Wednesday, 6 November 2013

Beat Your Kids, Beat Your Legacy.


Domestic violence is ubiquitous around the black community, and it took me a particularly cynical Tuesday afternoon to ponder the reasoning behind it. Most black people are raised by black parents, and most black parents use violence as a form of disciplining their children. No, I’m not talking about sending a child to his room for ‘quiet time’, or being bent over a knee to get spanked, I am talking full blown violence.

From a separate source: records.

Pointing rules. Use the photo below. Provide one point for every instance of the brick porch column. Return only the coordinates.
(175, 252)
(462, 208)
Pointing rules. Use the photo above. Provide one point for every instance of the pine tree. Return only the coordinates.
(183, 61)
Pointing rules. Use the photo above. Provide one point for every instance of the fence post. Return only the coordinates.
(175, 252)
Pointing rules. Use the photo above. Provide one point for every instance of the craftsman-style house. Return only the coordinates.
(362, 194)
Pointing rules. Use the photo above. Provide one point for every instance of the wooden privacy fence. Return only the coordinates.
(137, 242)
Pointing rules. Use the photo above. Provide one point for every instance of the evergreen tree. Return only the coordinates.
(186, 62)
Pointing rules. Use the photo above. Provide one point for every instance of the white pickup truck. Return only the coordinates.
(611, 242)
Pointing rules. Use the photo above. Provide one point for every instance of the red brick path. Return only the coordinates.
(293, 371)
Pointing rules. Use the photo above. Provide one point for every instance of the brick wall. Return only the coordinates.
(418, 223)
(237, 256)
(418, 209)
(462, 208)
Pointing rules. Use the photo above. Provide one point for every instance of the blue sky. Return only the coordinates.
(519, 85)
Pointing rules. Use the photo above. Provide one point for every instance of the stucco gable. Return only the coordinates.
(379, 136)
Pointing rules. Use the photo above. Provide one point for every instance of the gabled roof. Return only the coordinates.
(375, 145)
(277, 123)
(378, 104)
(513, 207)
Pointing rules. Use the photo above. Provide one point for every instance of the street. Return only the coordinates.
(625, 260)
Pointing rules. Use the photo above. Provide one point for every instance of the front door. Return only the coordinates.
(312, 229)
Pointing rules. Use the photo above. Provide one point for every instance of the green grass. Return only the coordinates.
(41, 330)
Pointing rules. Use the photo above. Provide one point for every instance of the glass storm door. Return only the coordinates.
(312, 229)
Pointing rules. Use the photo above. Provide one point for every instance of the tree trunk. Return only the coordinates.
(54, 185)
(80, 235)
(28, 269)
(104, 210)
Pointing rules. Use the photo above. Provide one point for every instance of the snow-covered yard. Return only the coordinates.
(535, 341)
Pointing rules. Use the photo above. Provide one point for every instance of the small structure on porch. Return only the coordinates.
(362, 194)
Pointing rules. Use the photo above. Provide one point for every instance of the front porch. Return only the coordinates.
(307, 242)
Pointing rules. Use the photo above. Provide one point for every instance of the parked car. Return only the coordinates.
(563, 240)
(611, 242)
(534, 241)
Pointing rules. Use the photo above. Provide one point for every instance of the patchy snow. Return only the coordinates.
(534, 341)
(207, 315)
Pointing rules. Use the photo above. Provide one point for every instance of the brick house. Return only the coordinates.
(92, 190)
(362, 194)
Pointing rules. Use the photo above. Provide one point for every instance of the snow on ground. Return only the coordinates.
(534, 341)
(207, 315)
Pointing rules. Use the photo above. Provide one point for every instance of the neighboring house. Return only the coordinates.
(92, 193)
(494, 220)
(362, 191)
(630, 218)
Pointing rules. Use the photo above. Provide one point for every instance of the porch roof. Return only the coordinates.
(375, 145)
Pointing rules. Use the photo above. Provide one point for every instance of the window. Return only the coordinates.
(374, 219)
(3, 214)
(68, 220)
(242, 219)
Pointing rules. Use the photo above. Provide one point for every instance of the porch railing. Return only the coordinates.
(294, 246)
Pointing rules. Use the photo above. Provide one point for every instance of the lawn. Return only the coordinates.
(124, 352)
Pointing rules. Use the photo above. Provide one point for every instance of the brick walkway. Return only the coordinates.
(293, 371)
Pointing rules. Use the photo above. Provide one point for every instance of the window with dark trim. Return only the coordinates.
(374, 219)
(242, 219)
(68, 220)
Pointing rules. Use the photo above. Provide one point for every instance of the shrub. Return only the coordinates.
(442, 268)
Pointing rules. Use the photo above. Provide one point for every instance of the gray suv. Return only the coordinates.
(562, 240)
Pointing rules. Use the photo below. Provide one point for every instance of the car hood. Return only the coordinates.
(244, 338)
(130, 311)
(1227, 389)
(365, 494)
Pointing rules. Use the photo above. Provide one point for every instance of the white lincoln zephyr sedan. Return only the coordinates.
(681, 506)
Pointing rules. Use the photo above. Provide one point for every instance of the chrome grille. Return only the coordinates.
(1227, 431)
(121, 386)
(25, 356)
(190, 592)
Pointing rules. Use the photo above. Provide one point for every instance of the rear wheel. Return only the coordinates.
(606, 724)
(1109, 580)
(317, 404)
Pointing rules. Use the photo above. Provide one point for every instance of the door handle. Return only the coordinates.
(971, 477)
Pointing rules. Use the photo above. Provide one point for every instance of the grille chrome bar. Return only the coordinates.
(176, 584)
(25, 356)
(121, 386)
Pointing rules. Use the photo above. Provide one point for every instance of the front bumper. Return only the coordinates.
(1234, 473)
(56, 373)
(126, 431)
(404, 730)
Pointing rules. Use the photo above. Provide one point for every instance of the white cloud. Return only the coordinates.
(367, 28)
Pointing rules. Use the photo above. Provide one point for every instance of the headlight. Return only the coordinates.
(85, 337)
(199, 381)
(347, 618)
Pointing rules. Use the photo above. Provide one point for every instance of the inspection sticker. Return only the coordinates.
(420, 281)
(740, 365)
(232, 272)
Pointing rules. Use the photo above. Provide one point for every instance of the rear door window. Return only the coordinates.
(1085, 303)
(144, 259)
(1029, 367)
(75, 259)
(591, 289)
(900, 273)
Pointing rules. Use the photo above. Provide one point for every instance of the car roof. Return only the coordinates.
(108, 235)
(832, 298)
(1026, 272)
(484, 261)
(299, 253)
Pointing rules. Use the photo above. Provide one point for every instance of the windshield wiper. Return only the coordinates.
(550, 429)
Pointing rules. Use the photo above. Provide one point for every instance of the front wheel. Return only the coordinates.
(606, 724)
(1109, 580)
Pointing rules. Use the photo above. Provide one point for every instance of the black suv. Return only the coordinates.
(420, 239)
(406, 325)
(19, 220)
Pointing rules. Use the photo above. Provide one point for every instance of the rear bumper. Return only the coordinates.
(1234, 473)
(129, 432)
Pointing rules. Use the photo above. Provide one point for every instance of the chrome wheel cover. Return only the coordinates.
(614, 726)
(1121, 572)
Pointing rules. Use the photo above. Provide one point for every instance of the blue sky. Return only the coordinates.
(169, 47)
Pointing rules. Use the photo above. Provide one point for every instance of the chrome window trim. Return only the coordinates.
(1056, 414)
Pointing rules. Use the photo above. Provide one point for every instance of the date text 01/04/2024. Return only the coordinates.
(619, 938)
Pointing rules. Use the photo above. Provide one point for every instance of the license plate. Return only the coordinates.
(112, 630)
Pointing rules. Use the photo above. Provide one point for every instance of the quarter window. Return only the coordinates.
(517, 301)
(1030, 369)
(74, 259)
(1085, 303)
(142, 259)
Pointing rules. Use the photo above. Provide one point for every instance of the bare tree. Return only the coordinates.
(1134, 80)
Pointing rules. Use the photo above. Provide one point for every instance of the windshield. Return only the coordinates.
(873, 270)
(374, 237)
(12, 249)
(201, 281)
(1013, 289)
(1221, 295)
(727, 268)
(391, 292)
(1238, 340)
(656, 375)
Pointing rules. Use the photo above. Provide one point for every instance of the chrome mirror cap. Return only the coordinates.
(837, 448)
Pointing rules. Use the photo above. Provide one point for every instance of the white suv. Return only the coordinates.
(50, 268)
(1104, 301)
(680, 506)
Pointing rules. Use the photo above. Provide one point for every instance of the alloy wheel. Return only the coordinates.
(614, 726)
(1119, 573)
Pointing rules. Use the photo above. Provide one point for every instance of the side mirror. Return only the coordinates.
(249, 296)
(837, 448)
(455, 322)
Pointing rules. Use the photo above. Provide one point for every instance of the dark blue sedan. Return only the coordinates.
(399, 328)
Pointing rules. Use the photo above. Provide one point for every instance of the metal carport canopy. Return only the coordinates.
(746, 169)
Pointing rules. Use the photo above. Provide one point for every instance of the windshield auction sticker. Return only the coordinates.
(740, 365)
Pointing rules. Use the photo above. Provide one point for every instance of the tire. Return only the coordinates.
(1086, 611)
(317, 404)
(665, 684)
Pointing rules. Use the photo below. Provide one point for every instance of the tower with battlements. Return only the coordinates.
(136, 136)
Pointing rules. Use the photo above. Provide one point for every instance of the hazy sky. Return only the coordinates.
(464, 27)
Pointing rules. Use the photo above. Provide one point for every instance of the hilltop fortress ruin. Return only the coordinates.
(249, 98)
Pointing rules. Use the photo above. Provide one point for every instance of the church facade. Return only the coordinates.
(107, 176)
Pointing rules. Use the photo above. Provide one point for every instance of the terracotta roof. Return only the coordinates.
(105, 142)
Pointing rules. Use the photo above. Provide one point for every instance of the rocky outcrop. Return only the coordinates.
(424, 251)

I don’t know how many times in my childhood I considered calling Childline to have my parents arrested for inflicting grievous bodily harm on me. I often disguised these feelings as anger as I was afraid of looking like a spoilt, DSTV having, decent school attending, roof over head having little bitch. I also consoled myself with the belief that there were a lot of other, less fortunate black children who had it a lot tougher than I did. This did not, however, remove the scars that I still have today, physically and mentally.

I soon accepted this as a form of punishment and took responsibility for all my actions, understanding the repercussions that would follow. Consequences often involved fetching the tool that I would soon be beaten up with, sometimes involving being tied up during the beating itself, and on the rare occasion, an all expenses trip to the emergency room after the beating. All is well that ends well, and I have grown up to be a bright young man with facial hair. So it can’t be all that bad, right?


After leaving your parents and involving yourself in a relationship with someone, your partner tends to take on a guardian type role. It is of no fault of theirs; how else would you know when to turn the geyser on, wash the dishes, record the game, not go on boys’ night out, or drink alcohol? Your parents are no longer there to tell you to perform these tasks. In so doing, you are more likely to discipline your partner in the same way your parents disciplined you. If your parents used violence as a form of discipline to raise you, I believe that you are more likely to use violence to discipline your partner. The dynamics of when you were beaten as a child has changed over the years, yet the previously abused will see no difference.  Men will physically abuse their wives partly because they know of no other method to get them to do what they want. “Talking about it” is not an option because his parents never wanted to “talk about it”.


If twitter is anything to go by, a lot of the black South African youth are still in favour of using violence to discipline their future children. Obviously these are people who were beaten by their parents and feel like they came out alright. Maybe they want to exact some kind of misguided revenge on their parents. A little bit of “the sins of the father so on and so forth” springs to mind. I just think there is more to raising your kids than using intimidatory techniques like grotesque violence and humiliation. In fact, using reasonable punishment methods (whatever those may be) could raise a more considerate and caring child. A listener, but also someone that can make sense in words as to why things are the way they are. Our children are the best way for any of us to leave a legacy, they are an extension of ourselves, and all we want is the best for them. Give them a chance to grow up in an openly loving home instead of a house they are afraid to stay in.